Strang was born in London, the eldest son of William Strang, an internationally known etcher, and his wife Alice née Rogerson. He studied at the Slade School of Art from 1902 until 1906 with Henry Tonks and under Jean-Paul Laurens at the Académie Julian in Paris, 1906–8. Strang held his first solo exhibition at the Goupil Gallery in 1914. He served in the Middlesex and Royal Berkshire Regiments (1914–19) during the First World War.
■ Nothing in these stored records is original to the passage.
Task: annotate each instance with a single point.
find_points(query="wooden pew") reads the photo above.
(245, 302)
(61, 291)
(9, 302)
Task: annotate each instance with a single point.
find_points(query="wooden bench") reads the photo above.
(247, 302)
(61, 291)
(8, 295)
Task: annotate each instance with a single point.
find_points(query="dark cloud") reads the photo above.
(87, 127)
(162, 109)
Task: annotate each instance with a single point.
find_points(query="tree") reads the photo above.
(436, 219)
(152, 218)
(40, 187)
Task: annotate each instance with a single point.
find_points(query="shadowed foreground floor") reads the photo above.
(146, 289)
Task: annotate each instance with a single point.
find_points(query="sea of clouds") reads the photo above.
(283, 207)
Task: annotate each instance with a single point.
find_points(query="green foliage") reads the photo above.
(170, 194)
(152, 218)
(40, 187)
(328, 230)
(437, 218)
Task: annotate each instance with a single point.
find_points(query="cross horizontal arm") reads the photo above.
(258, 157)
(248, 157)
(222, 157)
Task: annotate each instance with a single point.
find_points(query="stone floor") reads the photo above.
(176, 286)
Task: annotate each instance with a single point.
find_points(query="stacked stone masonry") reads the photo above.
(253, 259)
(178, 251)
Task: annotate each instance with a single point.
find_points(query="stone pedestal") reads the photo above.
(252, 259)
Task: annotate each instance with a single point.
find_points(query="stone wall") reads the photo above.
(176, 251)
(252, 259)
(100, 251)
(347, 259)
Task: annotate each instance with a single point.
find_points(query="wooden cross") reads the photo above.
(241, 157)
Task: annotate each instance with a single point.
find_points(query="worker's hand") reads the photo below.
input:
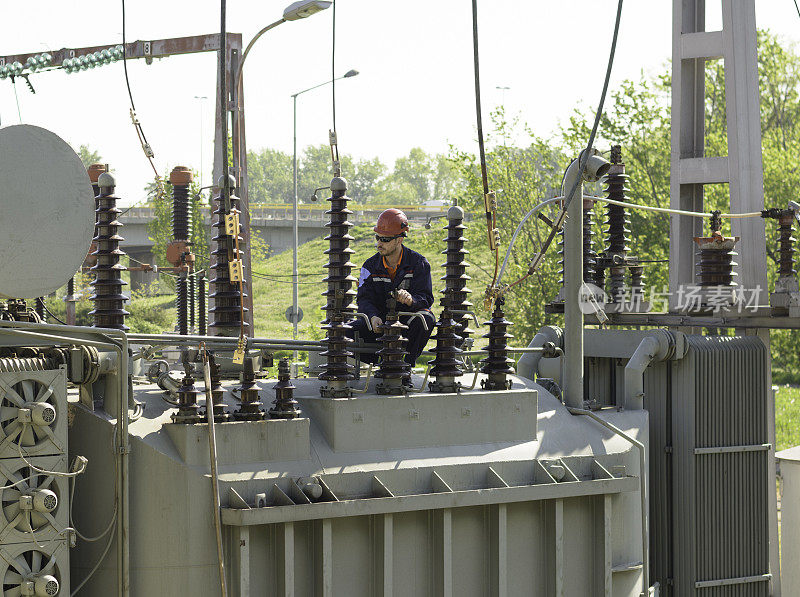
(403, 296)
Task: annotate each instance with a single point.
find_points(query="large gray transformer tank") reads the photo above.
(477, 493)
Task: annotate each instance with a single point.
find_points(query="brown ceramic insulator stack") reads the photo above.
(188, 409)
(284, 406)
(786, 245)
(201, 304)
(446, 366)
(217, 392)
(618, 226)
(226, 314)
(454, 295)
(393, 368)
(108, 298)
(497, 365)
(180, 178)
(249, 403)
(339, 296)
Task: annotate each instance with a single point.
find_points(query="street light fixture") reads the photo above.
(293, 12)
(295, 284)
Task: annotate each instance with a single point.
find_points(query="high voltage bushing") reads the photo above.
(618, 227)
(454, 295)
(446, 366)
(249, 403)
(715, 264)
(497, 365)
(108, 298)
(393, 368)
(178, 250)
(340, 294)
(226, 314)
(217, 391)
(284, 405)
(201, 304)
(188, 409)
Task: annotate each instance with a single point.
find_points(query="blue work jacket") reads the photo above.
(374, 284)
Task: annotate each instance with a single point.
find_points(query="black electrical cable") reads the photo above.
(333, 67)
(125, 68)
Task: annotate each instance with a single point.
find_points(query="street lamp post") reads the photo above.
(295, 281)
(201, 98)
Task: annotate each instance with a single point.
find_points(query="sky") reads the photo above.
(415, 85)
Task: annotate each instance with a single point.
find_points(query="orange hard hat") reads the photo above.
(392, 222)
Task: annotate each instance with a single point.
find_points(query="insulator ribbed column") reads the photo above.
(393, 368)
(201, 304)
(618, 226)
(589, 254)
(786, 248)
(249, 401)
(226, 314)
(108, 298)
(340, 294)
(454, 295)
(497, 365)
(445, 367)
(284, 406)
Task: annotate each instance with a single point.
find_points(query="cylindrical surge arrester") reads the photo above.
(284, 406)
(497, 365)
(108, 298)
(454, 295)
(249, 402)
(340, 295)
(180, 178)
(446, 366)
(618, 227)
(226, 314)
(393, 369)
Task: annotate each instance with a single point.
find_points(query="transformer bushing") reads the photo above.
(180, 178)
(497, 365)
(617, 229)
(284, 406)
(393, 368)
(340, 294)
(249, 402)
(454, 295)
(226, 314)
(108, 299)
(786, 297)
(714, 268)
(188, 409)
(217, 391)
(446, 365)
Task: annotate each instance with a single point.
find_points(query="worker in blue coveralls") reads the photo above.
(398, 269)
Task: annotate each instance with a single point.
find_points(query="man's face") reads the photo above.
(387, 247)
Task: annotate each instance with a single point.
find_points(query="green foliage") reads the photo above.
(89, 156)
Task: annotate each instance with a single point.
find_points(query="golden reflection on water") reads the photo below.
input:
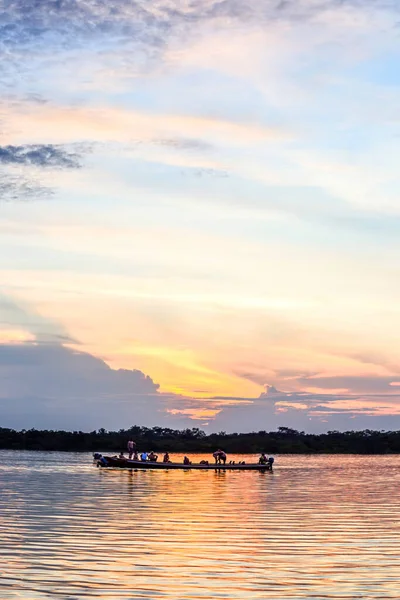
(317, 527)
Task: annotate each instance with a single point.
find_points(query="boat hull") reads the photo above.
(121, 463)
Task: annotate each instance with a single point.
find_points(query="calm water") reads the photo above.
(318, 527)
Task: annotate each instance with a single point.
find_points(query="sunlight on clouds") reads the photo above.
(234, 220)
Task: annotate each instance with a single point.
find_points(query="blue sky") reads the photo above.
(206, 193)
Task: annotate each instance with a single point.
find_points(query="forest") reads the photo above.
(283, 441)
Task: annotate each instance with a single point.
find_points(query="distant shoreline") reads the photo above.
(160, 439)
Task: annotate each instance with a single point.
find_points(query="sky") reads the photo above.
(200, 214)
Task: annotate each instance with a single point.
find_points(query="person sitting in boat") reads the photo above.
(220, 457)
(263, 459)
(131, 448)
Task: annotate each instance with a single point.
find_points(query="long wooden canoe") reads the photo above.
(124, 463)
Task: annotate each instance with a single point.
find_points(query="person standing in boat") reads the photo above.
(220, 457)
(263, 459)
(131, 448)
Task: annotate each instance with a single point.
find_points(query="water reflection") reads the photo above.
(322, 527)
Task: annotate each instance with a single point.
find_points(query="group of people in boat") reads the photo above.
(219, 457)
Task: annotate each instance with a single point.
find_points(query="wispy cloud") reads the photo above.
(39, 155)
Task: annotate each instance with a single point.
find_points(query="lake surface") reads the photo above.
(317, 527)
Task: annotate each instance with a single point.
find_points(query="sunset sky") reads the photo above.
(200, 214)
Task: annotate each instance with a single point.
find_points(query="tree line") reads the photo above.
(283, 441)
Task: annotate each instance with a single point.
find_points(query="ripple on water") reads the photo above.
(318, 527)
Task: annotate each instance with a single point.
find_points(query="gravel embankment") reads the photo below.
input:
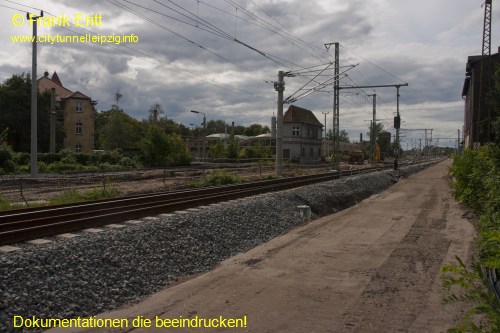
(93, 273)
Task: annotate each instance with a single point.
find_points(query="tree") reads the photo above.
(215, 126)
(159, 149)
(256, 129)
(118, 130)
(155, 109)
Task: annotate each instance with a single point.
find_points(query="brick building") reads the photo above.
(479, 111)
(77, 111)
(301, 135)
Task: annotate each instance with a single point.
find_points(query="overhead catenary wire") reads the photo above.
(152, 59)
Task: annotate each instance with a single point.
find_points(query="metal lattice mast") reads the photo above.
(336, 102)
(487, 29)
(485, 76)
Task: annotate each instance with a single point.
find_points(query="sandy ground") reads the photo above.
(371, 268)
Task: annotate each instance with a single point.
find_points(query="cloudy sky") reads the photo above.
(221, 57)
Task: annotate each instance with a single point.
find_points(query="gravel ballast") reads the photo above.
(92, 273)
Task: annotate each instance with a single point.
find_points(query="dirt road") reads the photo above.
(371, 268)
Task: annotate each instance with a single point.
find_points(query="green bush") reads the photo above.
(476, 183)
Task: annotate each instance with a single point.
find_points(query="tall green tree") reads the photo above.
(159, 149)
(117, 130)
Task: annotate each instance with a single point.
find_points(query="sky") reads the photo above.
(221, 57)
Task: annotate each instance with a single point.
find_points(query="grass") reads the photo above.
(216, 178)
(68, 197)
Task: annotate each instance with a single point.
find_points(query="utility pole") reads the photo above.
(324, 142)
(374, 125)
(397, 125)
(485, 91)
(53, 120)
(34, 91)
(279, 86)
(336, 102)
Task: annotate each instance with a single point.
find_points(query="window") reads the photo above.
(79, 128)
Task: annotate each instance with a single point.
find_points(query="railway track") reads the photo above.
(30, 223)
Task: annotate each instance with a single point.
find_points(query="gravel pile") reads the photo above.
(90, 274)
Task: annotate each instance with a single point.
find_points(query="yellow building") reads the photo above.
(77, 111)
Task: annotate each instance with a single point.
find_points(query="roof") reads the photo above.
(295, 114)
(224, 136)
(45, 83)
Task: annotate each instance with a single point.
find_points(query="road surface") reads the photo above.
(371, 268)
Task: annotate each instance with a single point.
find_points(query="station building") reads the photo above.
(77, 114)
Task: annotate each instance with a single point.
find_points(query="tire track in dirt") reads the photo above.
(398, 290)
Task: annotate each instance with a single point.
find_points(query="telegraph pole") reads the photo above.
(324, 142)
(53, 120)
(34, 92)
(397, 125)
(374, 125)
(336, 102)
(336, 108)
(280, 88)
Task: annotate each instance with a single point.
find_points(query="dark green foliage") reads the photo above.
(217, 178)
(469, 285)
(476, 183)
(159, 149)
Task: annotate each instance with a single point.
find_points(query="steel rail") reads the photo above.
(24, 224)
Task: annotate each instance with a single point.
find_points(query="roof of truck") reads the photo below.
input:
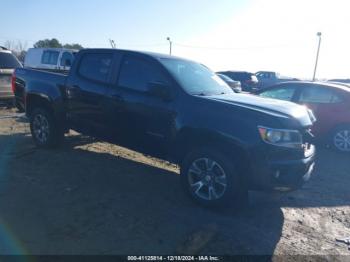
(151, 54)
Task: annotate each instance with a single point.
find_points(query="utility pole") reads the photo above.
(319, 34)
(170, 44)
(112, 43)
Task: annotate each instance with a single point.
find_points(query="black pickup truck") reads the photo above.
(178, 110)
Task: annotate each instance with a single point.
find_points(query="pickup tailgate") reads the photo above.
(44, 83)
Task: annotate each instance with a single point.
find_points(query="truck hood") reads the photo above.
(274, 107)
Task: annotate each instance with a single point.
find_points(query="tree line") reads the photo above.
(19, 48)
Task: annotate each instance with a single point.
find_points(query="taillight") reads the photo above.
(13, 82)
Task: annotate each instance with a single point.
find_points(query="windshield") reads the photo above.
(8, 60)
(195, 78)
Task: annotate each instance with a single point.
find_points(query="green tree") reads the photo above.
(48, 43)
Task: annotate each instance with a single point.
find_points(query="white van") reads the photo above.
(56, 59)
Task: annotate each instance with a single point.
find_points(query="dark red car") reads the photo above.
(329, 102)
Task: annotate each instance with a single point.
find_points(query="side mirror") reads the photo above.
(159, 89)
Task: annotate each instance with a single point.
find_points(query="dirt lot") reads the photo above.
(90, 197)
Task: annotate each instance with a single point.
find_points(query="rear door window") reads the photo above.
(96, 67)
(283, 93)
(8, 61)
(50, 57)
(137, 73)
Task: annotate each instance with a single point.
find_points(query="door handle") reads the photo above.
(75, 88)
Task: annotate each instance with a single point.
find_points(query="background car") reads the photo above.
(269, 78)
(8, 62)
(330, 104)
(235, 85)
(345, 81)
(54, 59)
(249, 81)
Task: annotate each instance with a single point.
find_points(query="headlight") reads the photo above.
(281, 137)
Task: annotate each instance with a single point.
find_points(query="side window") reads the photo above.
(136, 73)
(96, 67)
(50, 57)
(319, 95)
(283, 93)
(66, 56)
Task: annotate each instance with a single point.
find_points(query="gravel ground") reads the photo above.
(91, 197)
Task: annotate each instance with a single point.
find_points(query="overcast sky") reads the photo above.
(254, 35)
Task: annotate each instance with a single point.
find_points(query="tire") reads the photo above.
(45, 130)
(211, 179)
(340, 139)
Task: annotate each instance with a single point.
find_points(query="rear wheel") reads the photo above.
(46, 131)
(211, 179)
(340, 139)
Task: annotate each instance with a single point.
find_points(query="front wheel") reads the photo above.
(340, 139)
(211, 179)
(45, 130)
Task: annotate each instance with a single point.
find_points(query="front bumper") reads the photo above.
(283, 175)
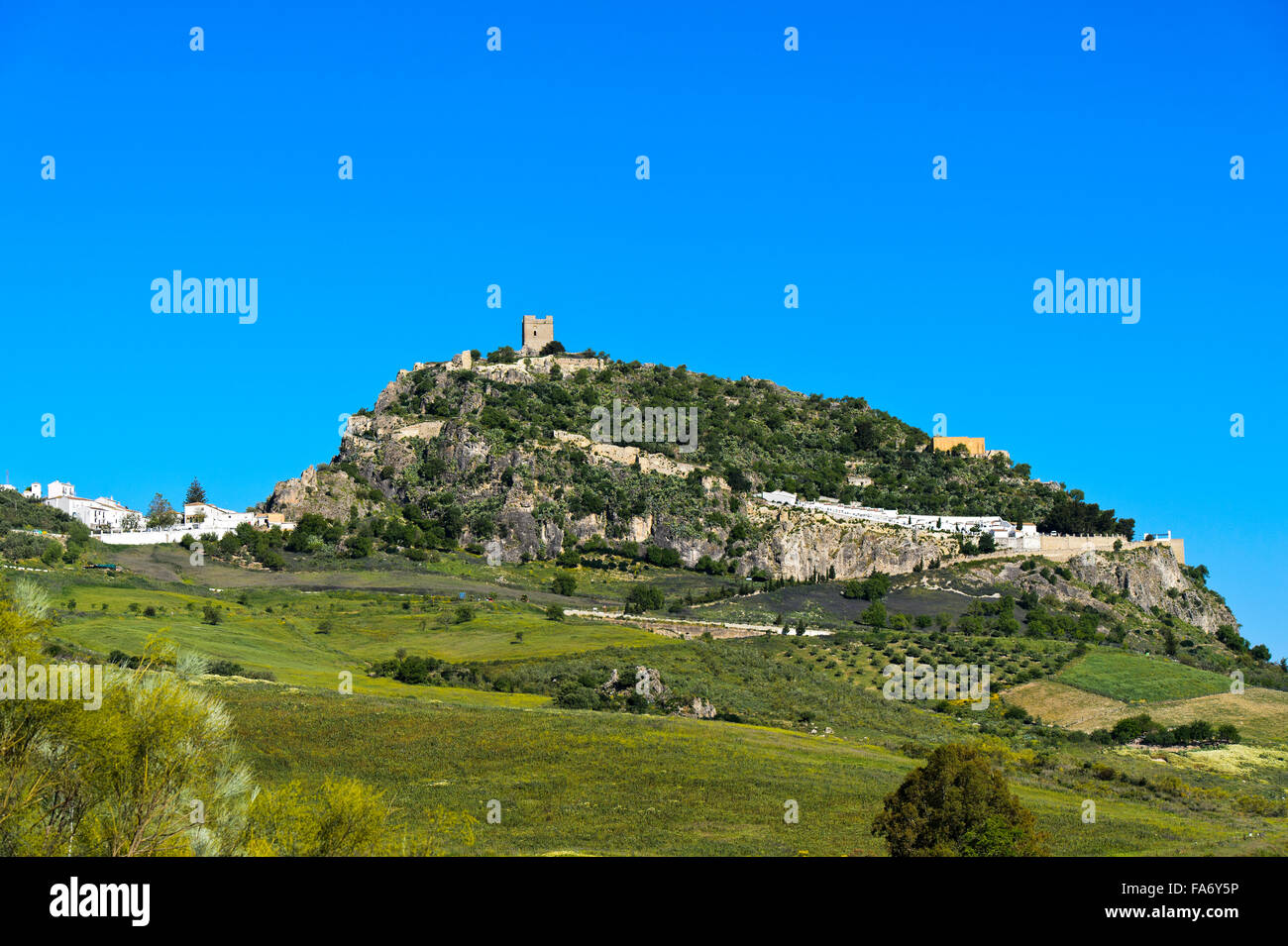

Strang also produced some artworks during the War and the British War Memorials Committee purchased one large painting and several drawings of French battlefields from him.

Strang exhibited at the Royal Academy from 1923 and the New English Art Club from 1919. He was an early member of the Society of Graphic Art and exhibited at their first annual exhibition in 1921. Strang was elected an Associate member of the Royal Society of Painter-Etchers and Engravers in 1925 and became a full member in 1930. He also visited and studied in Italy, Belgium, Spain and Sicily. Among his paintings was a notable portrait of James Dickson Innes. In 1944 Strang submitted five drawings of bomb damaged buildings in central London to the War Artists' Advisory Committee, WAAC, and the Committee purchased four of them. WAAC purchased a further two drawings of similar subjects in July 1945 for thirty guineas.

Strang was married to Frances and had a brother, David Strang (1887–1967), who was an artist and printmaker. Ian Strang died at Wavendon, Buckinghamshire, on 23 March 1952. A memorial exhibition was held at the Leicester Galleries in 1952.

==Publications==
- Town and Country in Southern France. 1937. (with Frances Strang)
- The Student's Book of Etching. 1938.